The exiles circumstances were bad; there was no earthly reason to hope that the future might see an improvement – and their hopelessness was compounded by the knowledge that their exile was a direct result of persistent disobedience to God, and of breaking the terms of the covenant God had made with them!

Once again, God sends through his prophet a word of encouragement to the people, a word of grace, of unmerited favour and his faithfulness to an unfaithful people. Once again, God is revealed as the  hero of the story, preparing to bless those who have so deeply grieved him and got themselves into a dreadful mess as a result. He alone can and will deliver the imprisoned and despairing. Any hope for salvation depends utterly on this grace of God, who chooses to act because he must be true to his own promises.
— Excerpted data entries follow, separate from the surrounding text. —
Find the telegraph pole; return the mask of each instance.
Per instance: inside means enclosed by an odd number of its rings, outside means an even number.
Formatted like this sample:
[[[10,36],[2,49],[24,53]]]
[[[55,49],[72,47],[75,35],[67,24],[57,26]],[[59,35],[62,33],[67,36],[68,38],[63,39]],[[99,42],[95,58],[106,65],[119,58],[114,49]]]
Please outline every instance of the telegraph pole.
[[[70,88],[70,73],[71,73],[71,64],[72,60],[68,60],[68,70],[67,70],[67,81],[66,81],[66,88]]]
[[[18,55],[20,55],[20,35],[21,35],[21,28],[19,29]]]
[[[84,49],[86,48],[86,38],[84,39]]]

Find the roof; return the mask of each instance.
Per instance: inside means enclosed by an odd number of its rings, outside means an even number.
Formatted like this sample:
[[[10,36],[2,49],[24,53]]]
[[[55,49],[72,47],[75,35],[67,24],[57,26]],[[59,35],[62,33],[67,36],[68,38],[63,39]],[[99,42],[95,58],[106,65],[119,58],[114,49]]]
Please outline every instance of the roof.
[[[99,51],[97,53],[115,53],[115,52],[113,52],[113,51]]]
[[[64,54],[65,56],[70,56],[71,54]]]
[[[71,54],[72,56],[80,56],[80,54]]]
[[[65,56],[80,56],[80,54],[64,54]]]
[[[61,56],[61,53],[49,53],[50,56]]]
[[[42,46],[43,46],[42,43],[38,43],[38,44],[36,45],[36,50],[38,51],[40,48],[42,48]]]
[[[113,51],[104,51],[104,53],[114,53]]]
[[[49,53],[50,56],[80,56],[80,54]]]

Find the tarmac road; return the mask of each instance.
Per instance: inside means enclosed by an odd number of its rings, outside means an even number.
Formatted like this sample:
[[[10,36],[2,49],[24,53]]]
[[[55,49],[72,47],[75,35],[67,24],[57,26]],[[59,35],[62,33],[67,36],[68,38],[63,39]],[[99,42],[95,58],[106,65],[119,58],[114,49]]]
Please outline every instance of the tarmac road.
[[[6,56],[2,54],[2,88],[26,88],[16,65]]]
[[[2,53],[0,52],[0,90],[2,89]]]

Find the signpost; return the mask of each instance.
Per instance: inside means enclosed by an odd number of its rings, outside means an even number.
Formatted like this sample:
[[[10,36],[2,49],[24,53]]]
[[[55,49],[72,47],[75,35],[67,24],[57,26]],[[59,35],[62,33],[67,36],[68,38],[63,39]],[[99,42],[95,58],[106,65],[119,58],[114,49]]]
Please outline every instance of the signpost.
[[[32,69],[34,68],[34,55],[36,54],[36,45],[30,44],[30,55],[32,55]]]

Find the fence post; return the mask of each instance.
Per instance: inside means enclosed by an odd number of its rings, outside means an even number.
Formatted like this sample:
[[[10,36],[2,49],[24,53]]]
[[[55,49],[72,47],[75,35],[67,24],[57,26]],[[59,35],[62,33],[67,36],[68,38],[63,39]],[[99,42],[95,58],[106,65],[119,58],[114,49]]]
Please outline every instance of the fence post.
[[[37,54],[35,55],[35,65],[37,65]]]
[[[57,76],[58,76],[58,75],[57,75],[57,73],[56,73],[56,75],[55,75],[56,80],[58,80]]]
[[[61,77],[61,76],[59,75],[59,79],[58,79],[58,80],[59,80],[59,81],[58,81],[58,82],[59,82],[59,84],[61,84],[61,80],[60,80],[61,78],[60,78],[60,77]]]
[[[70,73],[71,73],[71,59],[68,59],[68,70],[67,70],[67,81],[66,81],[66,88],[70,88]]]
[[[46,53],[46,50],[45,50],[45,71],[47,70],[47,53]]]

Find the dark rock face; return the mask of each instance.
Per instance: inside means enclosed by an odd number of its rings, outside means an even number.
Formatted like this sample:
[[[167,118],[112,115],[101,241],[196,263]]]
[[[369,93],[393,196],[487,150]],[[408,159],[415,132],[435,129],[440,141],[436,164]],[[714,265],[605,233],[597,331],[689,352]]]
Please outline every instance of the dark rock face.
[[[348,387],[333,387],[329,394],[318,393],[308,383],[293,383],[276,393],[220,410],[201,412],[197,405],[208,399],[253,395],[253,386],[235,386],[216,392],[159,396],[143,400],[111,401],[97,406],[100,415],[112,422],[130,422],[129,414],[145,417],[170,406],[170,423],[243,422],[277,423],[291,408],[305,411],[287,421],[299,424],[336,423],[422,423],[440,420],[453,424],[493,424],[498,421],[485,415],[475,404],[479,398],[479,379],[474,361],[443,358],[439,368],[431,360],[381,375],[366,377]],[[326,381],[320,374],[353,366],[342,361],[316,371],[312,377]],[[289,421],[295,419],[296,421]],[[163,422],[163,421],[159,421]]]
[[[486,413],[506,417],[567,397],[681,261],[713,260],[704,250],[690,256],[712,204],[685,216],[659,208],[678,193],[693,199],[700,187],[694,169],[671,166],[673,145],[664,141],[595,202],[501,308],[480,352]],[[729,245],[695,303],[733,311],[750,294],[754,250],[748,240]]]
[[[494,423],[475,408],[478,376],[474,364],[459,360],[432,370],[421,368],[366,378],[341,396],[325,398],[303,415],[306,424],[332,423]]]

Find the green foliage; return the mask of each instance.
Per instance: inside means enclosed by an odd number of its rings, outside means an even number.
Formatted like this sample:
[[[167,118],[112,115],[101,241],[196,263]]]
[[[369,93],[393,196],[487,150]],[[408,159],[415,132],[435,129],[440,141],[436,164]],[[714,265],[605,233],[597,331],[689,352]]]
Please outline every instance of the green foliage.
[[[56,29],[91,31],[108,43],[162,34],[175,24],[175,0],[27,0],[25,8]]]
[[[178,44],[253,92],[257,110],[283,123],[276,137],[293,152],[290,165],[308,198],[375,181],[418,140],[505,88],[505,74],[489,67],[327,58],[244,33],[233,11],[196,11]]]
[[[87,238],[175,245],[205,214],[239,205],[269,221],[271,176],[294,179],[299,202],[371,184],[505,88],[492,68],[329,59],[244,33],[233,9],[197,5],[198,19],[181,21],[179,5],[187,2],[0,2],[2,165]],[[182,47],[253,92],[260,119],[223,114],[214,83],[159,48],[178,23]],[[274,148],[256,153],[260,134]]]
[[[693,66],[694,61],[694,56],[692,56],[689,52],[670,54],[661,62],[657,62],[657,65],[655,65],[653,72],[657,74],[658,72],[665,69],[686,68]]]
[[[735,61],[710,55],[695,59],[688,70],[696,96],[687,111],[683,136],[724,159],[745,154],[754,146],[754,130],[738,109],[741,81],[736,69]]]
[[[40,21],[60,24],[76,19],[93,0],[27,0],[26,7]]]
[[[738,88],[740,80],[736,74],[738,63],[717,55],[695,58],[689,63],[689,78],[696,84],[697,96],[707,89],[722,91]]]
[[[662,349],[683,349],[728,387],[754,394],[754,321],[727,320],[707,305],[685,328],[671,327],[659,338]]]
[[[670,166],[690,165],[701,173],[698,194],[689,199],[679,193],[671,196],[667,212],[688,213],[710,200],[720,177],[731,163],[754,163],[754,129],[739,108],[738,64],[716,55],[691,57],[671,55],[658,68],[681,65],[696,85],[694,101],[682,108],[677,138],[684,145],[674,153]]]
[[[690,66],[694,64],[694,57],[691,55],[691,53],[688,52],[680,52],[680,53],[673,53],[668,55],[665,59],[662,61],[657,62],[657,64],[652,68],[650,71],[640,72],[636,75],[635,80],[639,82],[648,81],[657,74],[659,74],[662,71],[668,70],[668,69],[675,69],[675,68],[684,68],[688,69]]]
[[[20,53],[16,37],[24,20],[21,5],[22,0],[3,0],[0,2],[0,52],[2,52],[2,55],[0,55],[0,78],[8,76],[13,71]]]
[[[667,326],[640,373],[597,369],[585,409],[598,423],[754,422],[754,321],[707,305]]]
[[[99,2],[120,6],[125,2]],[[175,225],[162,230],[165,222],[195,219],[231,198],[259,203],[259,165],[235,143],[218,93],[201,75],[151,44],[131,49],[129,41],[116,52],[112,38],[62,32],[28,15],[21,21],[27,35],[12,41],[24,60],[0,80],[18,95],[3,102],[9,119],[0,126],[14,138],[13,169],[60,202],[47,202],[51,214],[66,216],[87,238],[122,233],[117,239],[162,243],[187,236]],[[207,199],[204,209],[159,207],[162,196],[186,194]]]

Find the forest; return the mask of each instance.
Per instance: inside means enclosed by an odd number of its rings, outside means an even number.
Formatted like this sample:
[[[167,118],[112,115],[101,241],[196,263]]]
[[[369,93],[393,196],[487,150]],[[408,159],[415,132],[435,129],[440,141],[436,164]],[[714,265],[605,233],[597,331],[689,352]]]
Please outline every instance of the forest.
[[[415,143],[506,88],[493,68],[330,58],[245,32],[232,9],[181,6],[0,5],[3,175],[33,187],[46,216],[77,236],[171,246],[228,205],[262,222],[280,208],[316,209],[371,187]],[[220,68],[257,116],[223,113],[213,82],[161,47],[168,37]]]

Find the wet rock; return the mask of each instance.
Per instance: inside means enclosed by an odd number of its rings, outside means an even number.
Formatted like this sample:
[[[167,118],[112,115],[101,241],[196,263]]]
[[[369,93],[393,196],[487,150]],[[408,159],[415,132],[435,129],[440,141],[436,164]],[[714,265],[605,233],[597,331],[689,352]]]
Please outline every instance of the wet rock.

 What makes us prisoners? Too often it is our fears; sometimes it is our success in the world’s eyes; and for some it will be circumstances which are beyond their control and which bring great distress. Think of the prophet Daniel, who spent his entire life in captivity in Babylon, or the exiled Ezekiel, born to be a priest in the temple but doomed never to fulfill his ambition.This passage in Zechariah promises that in God, we have a deliverer, and a sure hope for future freedom from whatever binds us now. We are called by faith to turn again to the stronghold which in this case is not a physical fortress, but the Lord God himself! The psalmist writes enthusiastically of this truth:

In you O Lord, I have taken refuge; let me never be put to shame…Be my rock of refuge, to which I can always go; give the command to save me for you are my rock and my fortress… For you have been my hope, O Sovereign Lord, my confidence since my youth. (Ps 71.1,3&5)

When by faith we are drawn to hide ourselves in God, our fortress, then we are no longer prisoners of our fears or circumstances.Our obedience in clinging to him means that we are now capable of receiving his blessings – and our whole view of our lives is transformed.

We will be hope-prisoners in the tower of the Lord, walled about by his promises, with the light of his love shining in our lives and holding us as close to him as the tightest chains. This kind of imprisonment is not something to shun, but rather to seek! There is no safer place than in God: our great,powerful and good God.

This hope can open the door of the deepest, darkest places, bringing assurance that our God is always with us, and where he is, there is life now and will be abundance to come. Our hope is certain because it is based on the character of God, not on our own strengths, or ability to work out our own salvation. And it is the fulfillment of this hope which we celebrate in the birth of Christ, who would one day ride into Jerusalem on a donkey, deliberately recalling this prophecy, and through whose death, the basis for peace between God and man would finally be established.

Let us rejoice in this promise fulfilled. Let us live as prisoners of this great hope, turning ever and again to the stronghold which is our God, and seeking to share the good news with our neighbours.